Texas gubernatorial candidate Beto O'Rourke was escorted out of Gov. Greg Abbott’s press conference on a school shooting that left 19 children dead.
O'Rourke, a Democrat, started yelling at Abbott about gun control laws during the May 25 press conference. He was immediately branded an “embarrassment” by Lt. Gov. Dan Patrick.
Don McLaughlin, mayor of Uvalde, where the shooting occurred, told O'Rourke: “He needs to get his [expletive] out of here. Sir, you are out of line. Please leave this auditorium.
“I can’t believe you, you sick son of a [expletive], you would come to an event like this to make it a political issue. [Expletive] like you, get out of here.”
Sen. Ted Cruz (R-Texas), who was standing behind Abbott and who defeated O'Rourke in a 2018 U.S. Senate race, told him to “sit down.”
Officials say 18-year-old Salvador Ramos shot and killed 19 children and two adults before he was killed by responding law enforcement officials. During the press conference, it was revealed that Ramos purchased the firearms after he turned 18.
“Before coming out here, we had a long discussion with the law enforcement at all levels. ... I asked the sheriff and others an open-ended question and got the same answer from the sheriff as well as from the mayor of Uvalde. The question was, ‘What is the problem here?’” Abbott said. “They were straightforward and emphatic. They said we have a problem with mental health illness in this community.”
That’s when O‘Rourke, who was born Robert Francis O’Rourke, approached the stage and asked, “When are we going to do something?”
“You’re offering us nothing,” he yelled before he was removed. “The time to stop the next shooting is now, and you are doing nothing.”
Later in the press conference, Abbott noted that teenagers in Texas have been able to buy guns for decades.
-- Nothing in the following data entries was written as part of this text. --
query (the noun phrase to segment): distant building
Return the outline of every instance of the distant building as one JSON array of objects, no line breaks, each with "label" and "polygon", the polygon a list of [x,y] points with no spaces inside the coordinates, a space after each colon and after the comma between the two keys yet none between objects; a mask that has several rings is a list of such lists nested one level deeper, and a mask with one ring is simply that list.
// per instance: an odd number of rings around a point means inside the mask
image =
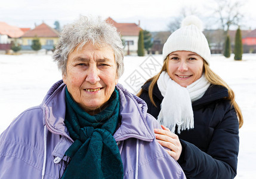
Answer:
[{"label": "distant building", "polygon": [[[230,40],[230,45],[232,52],[235,47],[235,39],[236,30],[229,30],[228,34]],[[242,38],[247,36],[249,30],[241,30]],[[212,54],[223,54],[226,36],[221,29],[205,30],[203,32],[207,39]],[[244,51],[244,53],[246,53]]]},{"label": "distant building", "polygon": [[43,23],[35,29],[26,31],[21,36],[22,50],[30,50],[32,41],[38,38],[42,48],[52,50],[54,45],[58,42],[59,33],[54,29]]},{"label": "distant building", "polygon": [[243,53],[256,53],[256,29],[249,32],[242,39],[243,45]]},{"label": "distant building", "polygon": [[152,32],[153,45],[149,50],[152,54],[162,54],[164,44],[171,35],[169,31]]},{"label": "distant building", "polygon": [[140,30],[143,30],[140,27],[140,23],[119,23],[110,17],[106,21],[116,27],[118,32],[121,35],[121,39],[125,41],[125,54],[137,54],[138,50],[138,40]]},{"label": "distant building", "polygon": [[10,50],[12,43],[20,44],[20,37],[23,34],[24,32],[18,27],[0,21],[0,50]]}]

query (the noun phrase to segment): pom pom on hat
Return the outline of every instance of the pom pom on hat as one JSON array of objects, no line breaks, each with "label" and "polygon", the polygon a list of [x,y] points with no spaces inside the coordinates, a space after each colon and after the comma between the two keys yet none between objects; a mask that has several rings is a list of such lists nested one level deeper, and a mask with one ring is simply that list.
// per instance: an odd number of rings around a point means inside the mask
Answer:
[{"label": "pom pom on hat", "polygon": [[203,23],[198,17],[195,16],[186,17],[181,23],[181,27],[171,34],[164,45],[164,60],[172,52],[188,51],[199,55],[209,64],[211,51],[202,30]]},{"label": "pom pom on hat", "polygon": [[198,27],[200,31],[202,32],[203,30],[203,22],[195,16],[187,16],[184,19],[183,19],[183,20],[181,21],[180,27],[182,28],[192,24]]}]

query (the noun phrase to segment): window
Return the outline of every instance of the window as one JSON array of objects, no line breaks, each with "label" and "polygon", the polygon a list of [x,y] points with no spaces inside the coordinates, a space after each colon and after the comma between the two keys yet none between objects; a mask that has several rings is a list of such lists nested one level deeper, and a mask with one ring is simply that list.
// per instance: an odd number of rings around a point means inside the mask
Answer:
[{"label": "window", "polygon": [[27,45],[32,45],[32,39],[27,39]]}]

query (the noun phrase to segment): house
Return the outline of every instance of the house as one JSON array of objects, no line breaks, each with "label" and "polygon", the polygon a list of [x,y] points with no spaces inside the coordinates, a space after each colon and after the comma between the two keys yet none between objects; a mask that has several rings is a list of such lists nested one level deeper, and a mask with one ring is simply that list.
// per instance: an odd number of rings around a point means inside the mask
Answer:
[{"label": "house", "polygon": [[164,44],[171,35],[169,31],[160,31],[150,32],[152,35],[153,45],[149,50],[152,54],[162,54]]},{"label": "house", "polygon": [[256,53],[256,29],[249,32],[242,39],[243,46],[243,53]]},{"label": "house", "polygon": [[21,36],[22,50],[30,50],[32,41],[38,38],[42,48],[51,50],[54,45],[58,42],[59,33],[54,29],[50,27],[45,23],[37,26],[33,29],[26,31]]},{"label": "house", "polygon": [[111,17],[106,21],[116,27],[120,33],[121,39],[125,42],[125,54],[127,55],[137,54],[138,50],[138,40],[140,30],[143,29],[135,23],[119,23],[113,20]]},{"label": "house", "polygon": [[0,50],[11,49],[11,43],[20,44],[20,37],[24,32],[18,27],[0,21]]}]

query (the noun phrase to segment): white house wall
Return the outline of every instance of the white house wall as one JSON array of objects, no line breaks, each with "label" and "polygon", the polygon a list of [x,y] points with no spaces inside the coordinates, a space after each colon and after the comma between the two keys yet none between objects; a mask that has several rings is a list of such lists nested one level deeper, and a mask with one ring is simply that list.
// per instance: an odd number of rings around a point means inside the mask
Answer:
[{"label": "white house wall", "polygon": [[8,36],[0,34],[0,44],[8,44]]},{"label": "white house wall", "polygon": [[[133,45],[129,45],[129,50],[130,52],[136,52],[138,50],[138,36],[122,36],[122,39],[125,40],[125,41],[132,41]],[[125,45],[124,48],[125,51],[128,50],[128,45]]]}]

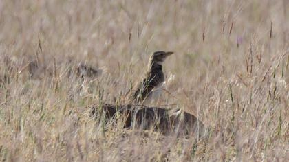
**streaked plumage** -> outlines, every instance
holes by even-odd
[[[151,55],[146,76],[132,94],[134,102],[143,104],[158,97],[164,82],[162,65],[167,57],[172,54],[173,52],[171,51],[156,51]]]

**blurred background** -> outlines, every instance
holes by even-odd
[[[85,107],[117,102],[143,76],[149,55],[163,50],[175,52],[164,64],[175,78],[156,104],[235,132],[195,157],[186,142],[173,144],[169,159],[286,161],[288,20],[286,0],[1,0],[0,157],[158,159],[150,148],[162,152],[167,142],[155,137],[136,148],[109,131],[98,141]],[[31,62],[41,77],[32,77]],[[82,96],[83,83],[65,76],[80,62],[104,71]]]

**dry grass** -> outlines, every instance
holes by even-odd
[[[286,0],[2,0],[0,159],[288,161],[288,19]],[[118,101],[160,49],[176,53],[164,68],[175,77],[156,104],[226,135],[196,145],[89,117],[87,106]],[[81,96],[68,75],[81,62],[106,69]]]

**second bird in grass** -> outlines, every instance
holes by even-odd
[[[142,104],[158,97],[164,82],[162,65],[166,58],[173,54],[172,51],[160,51],[151,55],[144,78],[131,93],[134,102]]]

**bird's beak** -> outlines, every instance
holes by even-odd
[[[167,52],[166,52],[167,56],[170,56],[170,55],[171,55],[173,54],[173,51],[167,51]]]

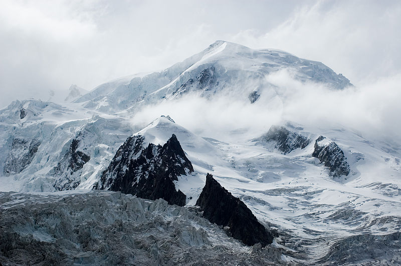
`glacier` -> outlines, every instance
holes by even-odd
[[[322,63],[218,41],[160,72],[86,94],[72,86],[71,96],[57,102],[17,100],[0,110],[0,226],[7,239],[0,262],[39,263],[42,257],[33,254],[42,250],[52,254],[45,264],[66,264],[401,263],[400,146],[342,125],[258,120],[263,132],[240,124],[203,136],[168,114],[147,125],[134,119],[144,108],[190,97],[285,105],[286,88],[266,78],[283,70],[301,84],[353,86]],[[162,146],[172,134],[193,166],[173,181],[186,196],[184,206],[92,190],[127,138]],[[337,156],[319,156],[329,146]],[[326,163],[343,157],[341,170]],[[246,246],[202,218],[196,202],[208,173],[277,232],[271,244]]]

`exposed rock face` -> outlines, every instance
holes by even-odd
[[[24,118],[27,116],[27,111],[24,108],[21,108],[20,110],[20,118],[23,119]]]
[[[292,132],[284,126],[273,126],[269,132],[262,136],[258,140],[274,142],[274,146],[282,152],[283,154],[288,154],[298,148],[304,148],[310,143],[310,140],[300,134]]]
[[[258,100],[258,99],[259,98],[259,97],[260,97],[260,94],[258,92],[258,91],[254,90],[250,94],[249,96],[248,96],[248,98],[249,98],[249,100],[251,102],[251,103],[253,104]]]
[[[90,160],[90,156],[78,150],[80,140],[74,138],[68,152],[57,164],[55,176],[59,178],[54,184],[57,190],[73,190],[80,182],[80,176],[84,165]]]
[[[32,162],[40,144],[37,140],[15,138],[5,163],[4,174],[10,176],[24,170]]]
[[[121,191],[144,198],[161,198],[183,206],[186,196],[176,191],[173,180],[193,171],[175,135],[163,146],[143,147],[141,136],[128,138],[120,147],[95,188]]]
[[[217,85],[217,78],[215,74],[216,68],[214,66],[203,70],[193,78],[189,78],[182,84],[172,96],[176,96],[193,90],[210,90],[212,87]]]
[[[229,226],[231,236],[246,245],[260,243],[265,246],[273,242],[273,236],[247,206],[222,186],[211,174],[206,176],[206,184],[196,205],[200,206],[204,216],[211,222]]]
[[[312,156],[330,169],[332,176],[348,176],[350,171],[349,164],[338,145],[335,142],[320,136],[315,142],[315,150]]]

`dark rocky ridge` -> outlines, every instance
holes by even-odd
[[[176,191],[173,180],[193,171],[175,135],[163,146],[149,144],[144,138],[128,138],[119,148],[100,182],[95,188],[120,191],[143,198],[161,198],[169,204],[183,206],[186,196]]]
[[[349,164],[344,152],[334,142],[322,143],[326,137],[320,136],[315,142],[315,150],[312,156],[319,159],[323,165],[330,169],[330,175],[338,177],[347,176],[350,172]]]
[[[298,148],[304,148],[310,143],[310,140],[300,134],[292,132],[284,126],[272,126],[267,133],[257,140],[274,142],[274,147],[288,154]]]
[[[55,176],[59,178],[54,185],[57,190],[73,190],[80,184],[80,179],[77,178],[80,174],[79,171],[91,158],[89,155],[78,150],[80,142],[78,138],[73,139],[70,148],[55,169]]]
[[[206,176],[206,184],[196,205],[200,207],[204,216],[211,222],[229,226],[231,236],[246,245],[260,243],[264,247],[273,242],[273,236],[247,206],[209,174]]]
[[[38,140],[14,138],[5,162],[4,174],[10,176],[24,170],[32,162],[40,144],[41,142]]]

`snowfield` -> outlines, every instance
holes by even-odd
[[[253,130],[233,117],[233,130],[214,135],[202,134],[213,132],[210,125],[193,126],[195,117],[181,120],[193,130],[167,113],[147,126],[137,122],[141,110],[192,96],[211,105],[221,98],[252,108],[285,105],[286,88],[266,78],[283,70],[297,82],[352,86],[322,63],[218,41],[160,72],[82,96],[72,86],[63,102],[16,100],[0,110],[0,262],[45,256],[45,264],[401,264],[399,140],[285,120],[259,120]],[[284,136],[267,134],[272,126]],[[173,134],[194,170],[174,181],[185,206],[91,190],[127,138],[142,136],[146,146]],[[277,140],[287,142],[285,150]],[[326,157],[334,172],[312,156],[316,144],[336,152]],[[349,174],[335,172],[340,164]],[[245,246],[201,217],[195,204],[207,173],[276,232],[273,244]]]

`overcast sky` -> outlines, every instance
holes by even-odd
[[[398,0],[3,0],[0,106],[159,70],[218,40],[322,62],[363,86],[399,76],[400,18]]]

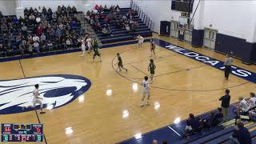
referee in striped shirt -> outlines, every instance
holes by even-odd
[[[230,53],[232,54],[232,52]],[[233,58],[230,56],[230,54],[226,54],[226,58],[224,62],[225,66],[225,78],[226,80],[229,79],[230,73],[231,71],[231,63],[233,62]]]

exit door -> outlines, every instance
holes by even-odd
[[[211,50],[215,48],[216,34],[218,31],[213,29],[205,29],[203,46]]]
[[[178,38],[178,22],[170,22],[170,36],[176,38]]]

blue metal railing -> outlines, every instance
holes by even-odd
[[[139,18],[141,18],[146,26],[148,26],[150,30],[154,30],[154,22],[142,10],[142,9],[133,1],[130,1],[130,8],[136,10]]]

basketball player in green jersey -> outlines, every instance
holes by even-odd
[[[152,57],[152,55],[153,55],[152,53],[153,53],[154,55],[155,56],[155,51],[154,51],[154,50],[155,50],[155,44],[154,44],[153,39],[151,38],[151,39],[150,39],[150,52],[151,52],[150,57]]]
[[[119,69],[119,71],[121,71],[122,69],[122,70],[126,70],[126,72],[127,72],[128,70],[123,67],[122,58],[120,57],[120,54],[118,53],[118,54],[117,54],[117,56],[118,56],[118,67],[117,68],[117,70]]]
[[[93,49],[94,49],[93,62],[94,62],[94,58],[95,58],[96,56],[98,56],[99,58],[100,58],[100,62],[102,62],[102,54],[98,51],[98,42],[97,42],[96,39],[94,40]]]
[[[151,78],[151,83],[153,82],[153,78],[154,78],[154,70],[155,70],[156,66],[154,64],[154,60],[153,59],[150,59],[150,63],[149,64],[149,66],[148,66],[148,71],[150,71],[150,78]]]

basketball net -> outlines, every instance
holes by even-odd
[[[185,30],[185,28],[184,28],[183,26],[180,26],[180,27],[178,28],[179,34],[183,35],[183,34],[184,34],[184,30]]]

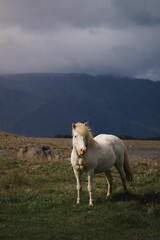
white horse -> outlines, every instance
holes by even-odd
[[[110,168],[115,166],[121,176],[124,191],[127,192],[126,179],[133,180],[129,167],[127,150],[116,136],[100,134],[93,138],[87,124],[72,124],[71,164],[77,180],[77,204],[80,203],[82,174],[88,173],[89,205],[93,205],[92,184],[94,173],[105,173],[108,182],[107,197],[112,193]]]

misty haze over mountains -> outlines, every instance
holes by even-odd
[[[68,135],[77,121],[88,121],[94,135],[159,137],[160,82],[87,74],[0,76],[0,131]]]

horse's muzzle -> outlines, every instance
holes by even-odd
[[[83,156],[86,153],[86,151],[87,151],[86,148],[77,149],[77,153],[79,156]]]

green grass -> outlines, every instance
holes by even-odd
[[[123,194],[113,171],[113,197],[95,176],[95,205],[88,206],[87,178],[76,206],[76,182],[63,161],[0,159],[0,239],[160,239],[160,172],[133,164],[135,183]]]

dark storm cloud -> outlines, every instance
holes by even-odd
[[[159,0],[0,0],[0,73],[160,79]]]

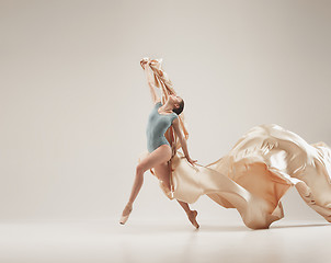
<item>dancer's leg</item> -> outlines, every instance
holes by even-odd
[[[170,190],[170,165],[168,162],[164,163],[160,163],[158,165],[155,167],[155,171],[156,174],[158,176],[159,180],[163,181],[163,183],[166,184],[166,186],[168,187],[168,190]],[[192,225],[196,228],[198,228],[198,224],[196,221],[196,216],[197,216],[197,211],[196,210],[191,210],[190,206],[187,203],[179,201],[179,204],[183,207],[183,209],[185,210],[190,221],[192,222]]]
[[[144,158],[138,165],[136,167],[136,176],[135,182],[132,188],[132,193],[128,199],[126,207],[123,210],[123,216],[126,216],[132,209],[133,203],[135,202],[142,182],[144,173],[163,162],[167,162],[171,158],[171,148],[168,145],[162,145],[157,148],[155,151],[150,152],[146,158]]]

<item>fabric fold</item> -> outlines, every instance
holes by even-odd
[[[176,93],[161,67],[162,59],[151,61],[164,103],[169,94]],[[187,139],[183,113],[179,119]],[[168,198],[192,204],[207,195],[221,207],[236,208],[247,227],[261,229],[284,217],[281,198],[295,186],[306,204],[331,222],[331,149],[323,141],[309,145],[276,124],[262,124],[239,138],[228,155],[207,165],[192,167],[179,151],[172,126],[166,138],[172,147],[171,192],[160,186]]]

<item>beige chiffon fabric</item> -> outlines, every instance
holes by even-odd
[[[159,78],[160,71],[164,76],[160,60],[153,66],[158,87],[169,94]],[[184,134],[187,138],[186,129]],[[222,207],[236,208],[247,227],[261,229],[284,217],[281,198],[295,186],[307,205],[331,221],[331,149],[323,141],[309,145],[276,124],[263,124],[239,138],[228,155],[193,167],[173,144],[174,136],[167,137],[173,149],[168,198],[192,204],[205,194]]]

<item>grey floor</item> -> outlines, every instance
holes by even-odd
[[[0,262],[324,262],[331,225],[282,219],[267,230],[243,224],[117,220],[1,221]]]

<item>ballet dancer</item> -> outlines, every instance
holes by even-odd
[[[164,133],[172,125],[180,144],[182,146],[184,156],[186,160],[194,167],[197,160],[193,160],[187,150],[186,139],[183,137],[180,123],[179,115],[182,113],[184,108],[184,100],[181,96],[171,94],[168,96],[168,100],[164,104],[161,103],[160,98],[157,95],[155,91],[155,83],[152,77],[150,76],[150,62],[142,61],[141,67],[146,73],[148,85],[150,88],[150,93],[153,101],[153,108],[149,115],[146,135],[147,135],[147,148],[148,155],[140,160],[140,162],[136,167],[136,175],[134,185],[132,188],[132,193],[126,204],[119,224],[124,225],[132,210],[133,204],[144,182],[144,174],[147,170],[153,168],[157,178],[160,180],[161,187],[164,193],[170,192],[170,173],[171,173],[171,164],[170,160],[172,158],[172,149],[164,137]],[[185,210],[189,220],[191,224],[198,228],[199,225],[196,221],[197,211],[191,210],[187,203],[176,199],[181,207]]]

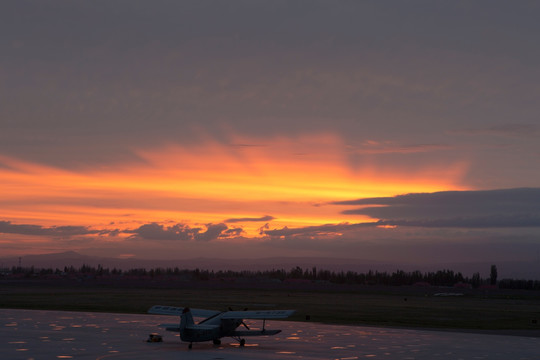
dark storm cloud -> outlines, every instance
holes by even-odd
[[[108,231],[89,230],[85,226],[52,226],[43,227],[40,225],[12,224],[10,221],[0,221],[0,233],[34,235],[34,236],[55,236],[70,237],[76,235],[107,234]]]
[[[229,229],[225,224],[206,224],[206,230],[199,227],[190,227],[185,224],[164,226],[158,223],[141,225],[135,230],[127,230],[133,234],[131,239],[142,240],[172,240],[172,241],[213,241],[238,236],[242,229]]]
[[[272,221],[275,218],[270,215],[261,216],[259,218],[231,218],[227,219],[224,222],[226,223],[237,223],[237,222],[258,222],[258,221]]]
[[[343,213],[380,219],[380,225],[464,228],[540,226],[540,188],[443,191],[334,204],[361,206]]]
[[[416,154],[536,121],[538,5],[421,3],[1,2],[0,153],[91,166],[226,128]]]

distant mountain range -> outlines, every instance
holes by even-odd
[[[104,268],[117,268],[122,270],[134,268],[175,268],[180,269],[203,269],[203,270],[272,270],[285,269],[290,270],[297,266],[302,269],[311,269],[317,267],[319,270],[330,271],[355,271],[368,272],[396,270],[421,272],[437,270],[453,270],[461,272],[464,276],[472,276],[479,272],[482,277],[489,277],[491,265],[496,265],[499,279],[527,279],[540,280],[540,262],[500,262],[500,263],[437,263],[437,264],[406,264],[406,263],[385,263],[370,260],[356,259],[338,259],[322,257],[273,257],[258,259],[214,259],[214,258],[191,258],[177,260],[147,260],[147,259],[117,259],[111,257],[98,257],[79,254],[74,251],[62,253],[43,254],[43,255],[25,255],[19,257],[0,258],[0,267],[12,267],[20,264],[23,267],[34,266],[35,268],[59,268],[64,266],[74,266],[76,268],[82,265],[95,266],[101,265]]]

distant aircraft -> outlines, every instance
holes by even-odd
[[[222,337],[231,337],[244,346],[246,336],[264,336],[276,335],[281,330],[266,330],[265,324],[268,319],[284,319],[292,314],[295,310],[253,310],[253,311],[213,311],[204,309],[190,309],[174,306],[152,306],[148,313],[158,315],[176,315],[180,316],[180,324],[161,324],[167,331],[175,331],[180,333],[180,339],[189,342],[191,349],[194,342],[213,341],[214,344],[221,344]],[[205,317],[198,324],[193,321],[195,317]],[[244,319],[260,319],[263,320],[262,330],[250,330],[244,323]],[[237,327],[243,325],[247,331],[238,331]]]

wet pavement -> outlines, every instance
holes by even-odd
[[[241,348],[195,343],[156,325],[175,317],[41,310],[0,310],[0,357],[41,359],[539,359],[540,338],[268,321],[272,337]],[[246,321],[250,328],[261,326]],[[163,342],[148,343],[158,332]]]

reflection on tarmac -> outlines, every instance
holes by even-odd
[[[166,321],[164,321],[164,319]],[[2,359],[538,359],[540,338],[271,321],[273,337],[188,350],[155,315],[0,310]],[[248,323],[254,328],[257,322]],[[250,326],[251,327],[251,326]],[[160,331],[162,343],[147,343]]]

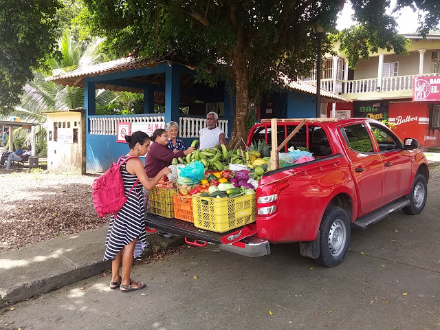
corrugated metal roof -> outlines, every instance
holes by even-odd
[[[126,58],[120,58],[119,60],[111,60],[110,62],[104,62],[89,67],[82,67],[70,72],[60,74],[58,76],[48,77],[46,78],[46,80],[48,81],[53,81],[57,85],[83,87],[84,78],[85,78],[86,77],[103,76],[107,74],[124,72],[131,69],[138,69],[143,67],[150,68],[164,62],[170,61],[161,60],[159,62],[151,63],[150,60],[147,59],[137,60],[131,57],[129,57]],[[195,69],[195,67],[190,67],[189,65],[186,66],[192,70]],[[152,78],[153,78],[152,77]],[[153,79],[155,79],[155,80],[158,80],[157,77]],[[287,77],[281,78],[281,79],[283,80],[285,86],[287,88],[296,91],[302,91],[309,94],[316,94],[316,87],[313,85],[301,80],[293,80]],[[162,80],[163,80],[163,78]],[[149,82],[155,82],[155,81]],[[157,82],[159,82],[159,81],[157,81]],[[105,81],[103,81],[102,82],[97,82],[96,87],[96,88],[103,88],[105,89],[113,91],[129,91],[135,93],[142,93],[143,91],[143,89],[142,87],[137,89],[135,87],[115,86],[113,85],[107,85],[105,83]],[[338,100],[346,102],[353,102],[351,100],[343,98],[342,96],[335,94],[323,89],[321,89],[320,95],[322,98],[323,98],[323,100],[324,101],[327,100],[329,102],[335,102],[335,100]]]

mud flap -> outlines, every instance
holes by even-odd
[[[320,233],[318,232],[316,239],[311,242],[300,243],[300,253],[302,256],[317,259],[319,258],[319,239]]]

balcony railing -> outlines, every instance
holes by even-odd
[[[377,78],[368,78],[354,80],[336,80],[333,89],[333,79],[322,79],[321,88],[335,94],[373,93],[375,91],[411,91],[415,77],[439,76],[439,74],[410,74],[396,77],[380,78],[381,87],[377,88]],[[316,85],[316,80],[308,80],[309,84]]]
[[[313,85],[314,86],[316,86],[316,80],[307,80],[306,82]],[[335,85],[335,89],[333,91],[333,79],[321,79],[321,88],[336,94],[342,93],[343,82],[344,82],[342,80],[336,80],[336,85]]]

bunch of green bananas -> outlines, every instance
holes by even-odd
[[[191,153],[188,153],[185,157],[175,158],[171,164],[173,165],[177,165],[177,164],[186,165],[198,160],[204,164],[206,170],[210,168],[214,170],[223,170],[224,166],[221,163],[228,163],[228,156],[226,146],[221,144],[219,148],[195,150]]]

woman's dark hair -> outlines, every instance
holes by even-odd
[[[138,142],[140,144],[144,144],[146,141],[150,140],[150,137],[146,133],[138,131],[131,135],[125,135],[125,140],[129,142],[129,147],[133,149]]]
[[[156,129],[154,132],[153,132],[153,142],[155,142],[156,140],[156,138],[162,135],[164,133],[164,132],[166,132],[166,131],[162,129]]]

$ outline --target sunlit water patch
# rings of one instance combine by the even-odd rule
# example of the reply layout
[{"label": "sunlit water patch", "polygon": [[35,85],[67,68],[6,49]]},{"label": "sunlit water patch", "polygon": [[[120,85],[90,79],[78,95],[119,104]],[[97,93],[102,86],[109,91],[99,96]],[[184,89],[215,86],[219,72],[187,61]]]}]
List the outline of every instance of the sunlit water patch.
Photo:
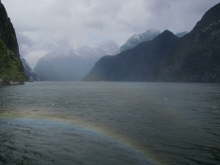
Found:
[{"label": "sunlit water patch", "polygon": [[219,100],[219,84],[45,82],[0,88],[0,162],[217,165]]},{"label": "sunlit water patch", "polygon": [[66,123],[1,120],[0,134],[0,164],[150,164],[124,144]]}]

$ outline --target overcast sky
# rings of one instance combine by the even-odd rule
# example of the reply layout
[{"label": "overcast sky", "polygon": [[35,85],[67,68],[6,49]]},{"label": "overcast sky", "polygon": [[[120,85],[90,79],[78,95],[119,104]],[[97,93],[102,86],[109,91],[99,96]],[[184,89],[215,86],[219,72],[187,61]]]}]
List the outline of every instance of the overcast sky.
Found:
[{"label": "overcast sky", "polygon": [[124,43],[148,29],[190,31],[220,0],[2,0],[34,65],[56,47]]}]

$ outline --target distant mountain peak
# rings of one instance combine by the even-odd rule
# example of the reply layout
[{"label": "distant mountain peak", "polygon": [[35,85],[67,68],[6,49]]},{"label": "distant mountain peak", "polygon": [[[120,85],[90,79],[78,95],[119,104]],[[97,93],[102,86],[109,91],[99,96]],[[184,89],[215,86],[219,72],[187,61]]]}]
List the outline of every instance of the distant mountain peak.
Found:
[{"label": "distant mountain peak", "polygon": [[146,32],[141,33],[141,34],[134,34],[127,40],[125,44],[121,46],[120,51],[123,52],[123,51],[136,47],[142,42],[153,40],[159,34],[160,34],[160,31],[152,30],[152,29],[147,30]]},{"label": "distant mountain peak", "polygon": [[178,37],[171,31],[165,30],[160,35],[158,35],[155,40],[170,40],[170,39],[177,39]]},{"label": "distant mountain peak", "polygon": [[197,23],[195,30],[210,27],[220,23],[220,3],[209,9],[202,19]]}]

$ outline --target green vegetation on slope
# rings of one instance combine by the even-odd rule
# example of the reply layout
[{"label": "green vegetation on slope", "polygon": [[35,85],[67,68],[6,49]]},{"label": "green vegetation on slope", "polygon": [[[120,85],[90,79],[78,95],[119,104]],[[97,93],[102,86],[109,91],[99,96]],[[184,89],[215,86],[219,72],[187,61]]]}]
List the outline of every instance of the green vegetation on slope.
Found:
[{"label": "green vegetation on slope", "polygon": [[7,83],[10,81],[22,82],[26,80],[20,59],[9,50],[0,40],[0,79]]}]

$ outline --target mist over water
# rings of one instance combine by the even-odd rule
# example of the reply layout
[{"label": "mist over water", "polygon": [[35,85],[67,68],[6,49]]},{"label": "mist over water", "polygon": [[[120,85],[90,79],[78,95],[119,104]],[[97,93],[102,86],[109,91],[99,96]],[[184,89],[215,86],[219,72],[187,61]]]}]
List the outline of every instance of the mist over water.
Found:
[{"label": "mist over water", "polygon": [[219,164],[220,85],[0,88],[0,164]]}]

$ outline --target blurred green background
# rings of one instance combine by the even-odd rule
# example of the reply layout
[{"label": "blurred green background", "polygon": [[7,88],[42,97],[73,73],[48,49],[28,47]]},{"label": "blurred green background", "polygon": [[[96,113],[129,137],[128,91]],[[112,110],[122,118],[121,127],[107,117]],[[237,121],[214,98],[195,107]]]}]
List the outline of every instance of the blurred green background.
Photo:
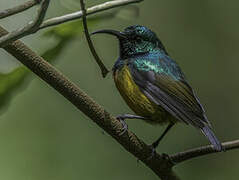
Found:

“What has changed is mental health,” the governor said. “Anybody who shoots somebody else has a mental health challenge. Period. We as a government need to find a way to target that mental health challenge and do something about it.”
Responding to O'Rourke, Abbott said that “there are no words anybody shouting can come up here—and do anything—to heal those broken hearts.”
After he was removed, the Democratic challenger addressed reporters.
“I want us to do something right now,” O'Rourke said. “We can do something right now. But if we continue to accept this, it is on us. It’s not just the governor’s fault, it is on us. I’m not going to accept it, so I’m here, I’m calling attention to it.”
When O'Rourke, a former congressman, ran for president in the 2020 election, he signaled that he was in favor of stringent gun-control measures.
“Hell, yes, we’re going to take your AR-15, your AK-47,” O'Rourke said during a presidential debate in late 2019, referring to a gun buyback program for certain rifles.
Fully automatic AK-47s are illegal in the United States unless they were manufactured before January 1986, although semi-automatic versions aren’t.